What the 5% did differently

The companies in the 5% did not buy better AI. They sequenced the work correctly.

They named one owner with budget and authority, not a committee. They scoped a pilot with a binary question, a deadline, and success criteria written down before launch. They ran it on real operational data from day one, not a curated sample. They staffed it as a job, not a favor. And they funded the path to production before the pilot started, so a successful result had somewhere to go.

Most of all, they treated the data foundation as the first deliverable rather than the inconvenient discovery halfway through.
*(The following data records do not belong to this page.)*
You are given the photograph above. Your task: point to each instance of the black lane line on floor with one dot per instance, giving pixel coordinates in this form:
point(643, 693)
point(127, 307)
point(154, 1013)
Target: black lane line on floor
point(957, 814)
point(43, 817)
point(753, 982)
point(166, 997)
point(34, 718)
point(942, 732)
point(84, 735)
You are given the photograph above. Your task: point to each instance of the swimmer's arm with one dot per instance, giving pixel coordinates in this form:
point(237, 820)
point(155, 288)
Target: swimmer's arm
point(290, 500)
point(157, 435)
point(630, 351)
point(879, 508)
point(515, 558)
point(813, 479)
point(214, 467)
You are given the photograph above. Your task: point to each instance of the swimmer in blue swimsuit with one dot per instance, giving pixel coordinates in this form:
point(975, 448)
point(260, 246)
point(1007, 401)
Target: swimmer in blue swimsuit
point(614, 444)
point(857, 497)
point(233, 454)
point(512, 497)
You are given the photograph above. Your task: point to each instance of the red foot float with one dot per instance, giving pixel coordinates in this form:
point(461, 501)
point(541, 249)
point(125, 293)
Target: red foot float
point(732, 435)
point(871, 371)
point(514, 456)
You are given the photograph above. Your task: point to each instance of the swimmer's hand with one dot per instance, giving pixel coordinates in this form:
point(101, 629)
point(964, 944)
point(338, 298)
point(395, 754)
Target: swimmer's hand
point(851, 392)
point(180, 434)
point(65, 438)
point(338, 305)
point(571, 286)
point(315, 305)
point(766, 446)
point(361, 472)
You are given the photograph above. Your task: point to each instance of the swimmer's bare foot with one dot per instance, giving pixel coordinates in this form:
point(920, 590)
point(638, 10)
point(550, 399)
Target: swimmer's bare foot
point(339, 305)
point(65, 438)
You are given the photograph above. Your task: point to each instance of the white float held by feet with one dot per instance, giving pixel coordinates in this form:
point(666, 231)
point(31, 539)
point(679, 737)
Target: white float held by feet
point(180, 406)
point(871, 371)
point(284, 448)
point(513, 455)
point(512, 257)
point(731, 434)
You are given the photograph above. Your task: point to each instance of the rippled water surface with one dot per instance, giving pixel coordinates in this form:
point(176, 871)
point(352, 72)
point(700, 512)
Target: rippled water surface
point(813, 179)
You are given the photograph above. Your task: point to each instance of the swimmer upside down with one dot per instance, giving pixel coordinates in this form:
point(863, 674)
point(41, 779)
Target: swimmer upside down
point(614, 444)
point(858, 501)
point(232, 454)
They established single sources and single definitions for the numbers the AI would consume, so the model had clean inputs to work with. Then the AI was the easy part.

That sequence is unglamorous. It does not demo well. It is the difference between the 5% and the 45%.

If you want to know which side of that line your portfolio company sits on, the AI Readiness assessment is built to surface it before a vendor does.

Stop talking. Resource the foundation.

The PE sector will keep being the loudest voice on AI. The conference slides will get more confident. The LP updates will get more ambitious.

None of that moves the 5%. What moves it is naming an owner, funding the data work, staffing the pilot as a real job, and scoping the production budget before the demo ever runs.

The companies doing that will integrate AI while the rest of the sector is still presenting promising results. At exit, a buyer can tell the difference in about ten minutes. One portfolio company runs on AI that touches real operations. The other has a demo that runs on a spreadsheet.

Stop talking. Resource the foundation.